Am Dienstag kündigte die Serbische Liste – die wichtigste serbische Partei, die in der kosovarischen Regierung sitzt – den Rückzug aus dem Kabinett an. Der Bruch mit der kosovarischen Regierung ging schnell. Zweitens kündigte die Führung der Serbischen Liste an, den serbischen Gemeindeverband selbst zu schaffen, ohne die Hilfe von Prishtina. Der serbische Gemeindeverband wurde bereits 2013 beschlossen, aber niemals umgesetzt. Doch just am Montag, als Marko Đurić, der serbische Direktor für den Kosovo, in den Kosovo kam, sollte die Umsetzung von kosovarischer Seite aus beginnen. Doch dann wurde Đurić verhaftet.

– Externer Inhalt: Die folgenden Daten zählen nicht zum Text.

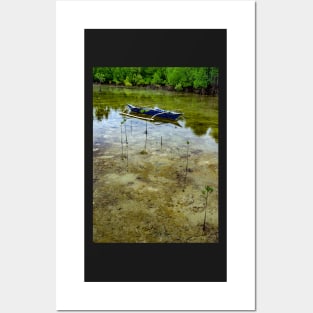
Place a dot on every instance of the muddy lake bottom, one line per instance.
(147, 198)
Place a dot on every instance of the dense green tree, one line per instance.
(179, 78)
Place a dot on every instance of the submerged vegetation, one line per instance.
(138, 198)
(202, 80)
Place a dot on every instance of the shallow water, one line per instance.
(149, 176)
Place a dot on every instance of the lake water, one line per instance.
(149, 177)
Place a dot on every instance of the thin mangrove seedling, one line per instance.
(146, 136)
(187, 155)
(122, 137)
(126, 146)
(207, 189)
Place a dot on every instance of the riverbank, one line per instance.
(209, 91)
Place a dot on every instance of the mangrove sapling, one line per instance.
(207, 189)
(146, 136)
(187, 155)
(122, 137)
(126, 147)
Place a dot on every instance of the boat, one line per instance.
(155, 113)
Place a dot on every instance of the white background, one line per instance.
(284, 155)
(239, 291)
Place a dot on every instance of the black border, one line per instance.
(155, 262)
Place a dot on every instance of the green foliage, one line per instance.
(179, 78)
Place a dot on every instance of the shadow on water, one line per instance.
(200, 113)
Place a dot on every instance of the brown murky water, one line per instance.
(144, 188)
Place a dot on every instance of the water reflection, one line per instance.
(200, 113)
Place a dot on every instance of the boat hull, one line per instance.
(157, 113)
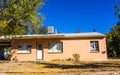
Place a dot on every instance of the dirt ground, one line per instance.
(60, 68)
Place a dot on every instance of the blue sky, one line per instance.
(68, 16)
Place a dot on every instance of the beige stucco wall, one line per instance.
(70, 46)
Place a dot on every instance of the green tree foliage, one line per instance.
(20, 16)
(113, 37)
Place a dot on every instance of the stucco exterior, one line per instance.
(70, 45)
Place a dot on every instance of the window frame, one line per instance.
(96, 46)
(61, 51)
(22, 50)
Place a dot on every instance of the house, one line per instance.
(90, 46)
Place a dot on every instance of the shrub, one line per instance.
(76, 58)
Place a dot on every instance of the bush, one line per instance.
(76, 58)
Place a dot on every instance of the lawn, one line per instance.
(58, 67)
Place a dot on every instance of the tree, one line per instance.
(20, 16)
(113, 37)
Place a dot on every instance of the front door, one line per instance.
(39, 51)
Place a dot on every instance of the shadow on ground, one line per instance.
(82, 65)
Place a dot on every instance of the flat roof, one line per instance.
(61, 35)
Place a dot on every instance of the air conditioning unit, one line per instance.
(50, 30)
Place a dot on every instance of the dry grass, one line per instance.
(66, 67)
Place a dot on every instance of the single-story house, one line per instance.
(90, 46)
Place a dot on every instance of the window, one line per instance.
(94, 46)
(24, 48)
(55, 47)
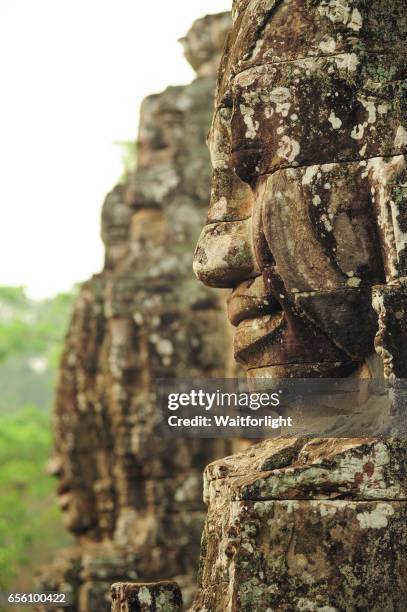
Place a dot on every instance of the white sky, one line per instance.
(72, 76)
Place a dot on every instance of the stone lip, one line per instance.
(358, 469)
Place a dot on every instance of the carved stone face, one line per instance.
(306, 145)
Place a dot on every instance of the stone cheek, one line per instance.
(304, 555)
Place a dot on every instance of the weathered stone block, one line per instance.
(147, 597)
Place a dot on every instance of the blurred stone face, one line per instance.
(307, 147)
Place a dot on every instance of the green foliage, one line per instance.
(129, 157)
(31, 339)
(29, 518)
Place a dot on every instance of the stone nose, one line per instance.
(224, 256)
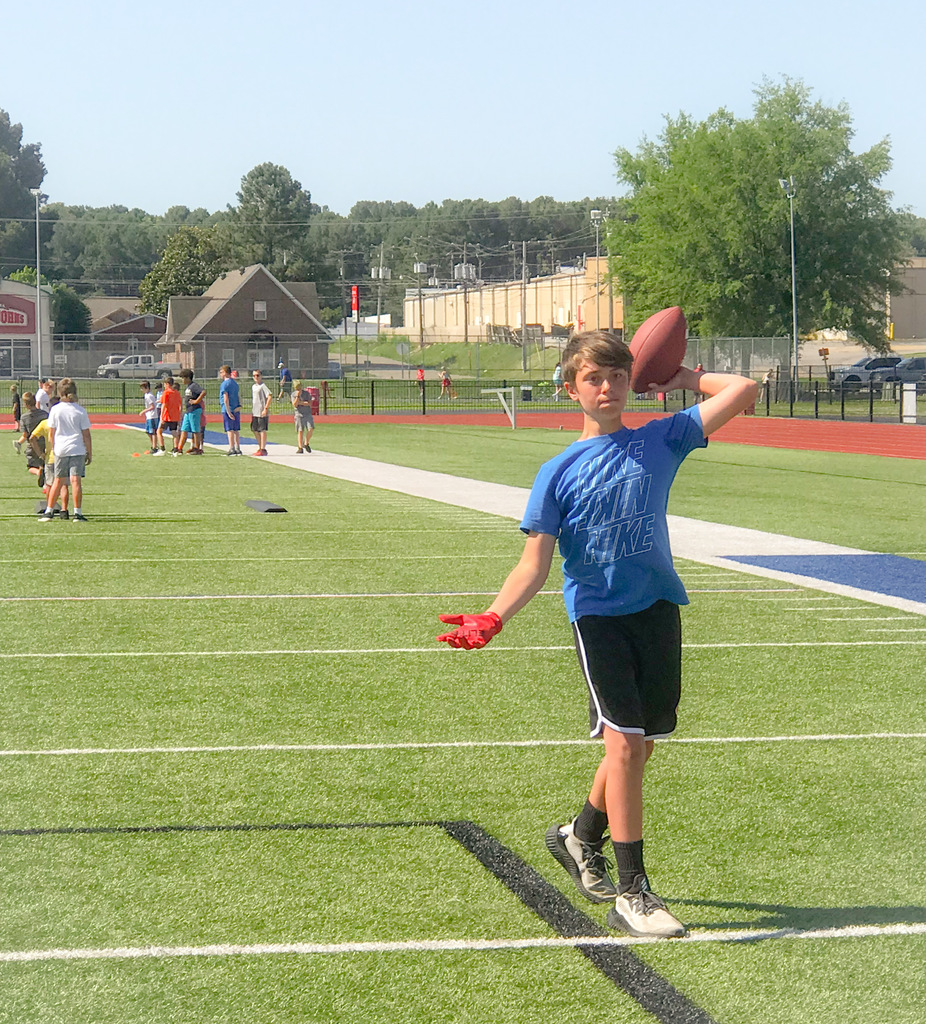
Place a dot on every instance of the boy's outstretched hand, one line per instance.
(472, 631)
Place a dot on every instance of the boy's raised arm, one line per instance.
(523, 582)
(728, 394)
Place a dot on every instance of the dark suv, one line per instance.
(863, 372)
(911, 370)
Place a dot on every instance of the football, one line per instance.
(658, 348)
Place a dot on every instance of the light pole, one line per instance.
(38, 195)
(790, 189)
(597, 217)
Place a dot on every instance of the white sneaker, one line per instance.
(585, 862)
(644, 914)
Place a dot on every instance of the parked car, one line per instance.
(861, 373)
(911, 370)
(142, 365)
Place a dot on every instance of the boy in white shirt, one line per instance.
(69, 427)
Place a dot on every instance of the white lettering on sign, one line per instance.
(11, 317)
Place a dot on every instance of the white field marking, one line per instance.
(451, 945)
(866, 619)
(328, 597)
(744, 590)
(886, 629)
(341, 651)
(829, 607)
(268, 597)
(446, 744)
(296, 558)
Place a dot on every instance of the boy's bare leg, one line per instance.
(621, 776)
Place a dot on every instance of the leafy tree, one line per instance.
(20, 170)
(69, 311)
(917, 228)
(193, 258)
(269, 224)
(706, 223)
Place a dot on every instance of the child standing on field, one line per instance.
(151, 416)
(603, 500)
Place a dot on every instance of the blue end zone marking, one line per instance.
(882, 573)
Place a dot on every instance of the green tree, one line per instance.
(706, 224)
(269, 224)
(193, 258)
(20, 170)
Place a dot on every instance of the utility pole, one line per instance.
(524, 306)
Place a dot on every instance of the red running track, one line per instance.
(893, 439)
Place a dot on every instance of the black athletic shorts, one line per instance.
(632, 666)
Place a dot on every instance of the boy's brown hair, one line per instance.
(604, 348)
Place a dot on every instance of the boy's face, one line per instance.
(601, 391)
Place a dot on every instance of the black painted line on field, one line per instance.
(639, 980)
(620, 965)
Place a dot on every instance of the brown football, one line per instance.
(658, 348)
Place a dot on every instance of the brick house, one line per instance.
(251, 321)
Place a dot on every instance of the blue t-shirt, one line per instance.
(605, 501)
(229, 386)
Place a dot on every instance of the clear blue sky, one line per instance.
(153, 104)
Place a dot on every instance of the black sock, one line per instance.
(590, 824)
(631, 873)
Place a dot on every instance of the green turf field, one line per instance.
(229, 681)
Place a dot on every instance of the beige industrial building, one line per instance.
(580, 297)
(907, 308)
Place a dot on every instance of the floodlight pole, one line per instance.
(790, 189)
(38, 195)
(596, 217)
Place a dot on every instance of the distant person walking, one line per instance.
(447, 386)
(229, 396)
(260, 404)
(43, 395)
(151, 416)
(305, 423)
(557, 381)
(286, 381)
(69, 428)
(170, 415)
(16, 403)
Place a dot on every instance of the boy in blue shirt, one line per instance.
(604, 500)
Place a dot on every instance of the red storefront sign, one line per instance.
(16, 314)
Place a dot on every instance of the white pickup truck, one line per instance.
(141, 365)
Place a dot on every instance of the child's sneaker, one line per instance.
(644, 914)
(584, 861)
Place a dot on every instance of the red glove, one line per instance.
(473, 632)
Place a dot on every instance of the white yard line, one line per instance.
(445, 651)
(451, 945)
(451, 744)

Zurück in Serbien erschien er mit Verband um die Handgelenke bei der Pressekonferenz. Die Bildbotschaft sorgte in Serbien für emotionale Aufwallungen. Marko Đurić erzählte auch schreckliche Geschichten. So sei er von einem kosovarischen Polizisten mit einem Messer bedroht worden, ein anderer Polizist habe ihm eine Kalaschnikow gegen den Bauch gehalten. Bei der Verhaftung hätten die Polizisten "Allahu Akbar" gerufen. Er sei wie "ein Hund" gezogen worden, und man habe versucht, ihn und die serbische Nation zu demütigen. Er selbst sei aber stolz auf die Selbstverteidigung der Serben nach der Methode von Gandhi, sagte er.

Besuch nicht gestattet

Was war geschehen? Đurić wollte am Montag die nordkosovarische Stadt Mitrovica besuchen, um dort mit Bürgern den sogenannten internen Dialog über die Zukunft des Kosovo zu führen. Er hat – wie es die Vorschriften vorsehen – die kosovarische Regierung über seinen Besuch informiert. Die kosovarische Regierung hat den Besuch allerdings abgelehnt und nicht gestattet. Das ist übrigens bereits öfter geschehen – auch von der anderen Seite. Der früheren kosovarischen Staatspräsidentin Atifete Jahjaga wurde etwa 2017 die Einreise nach Serbien verwehrt.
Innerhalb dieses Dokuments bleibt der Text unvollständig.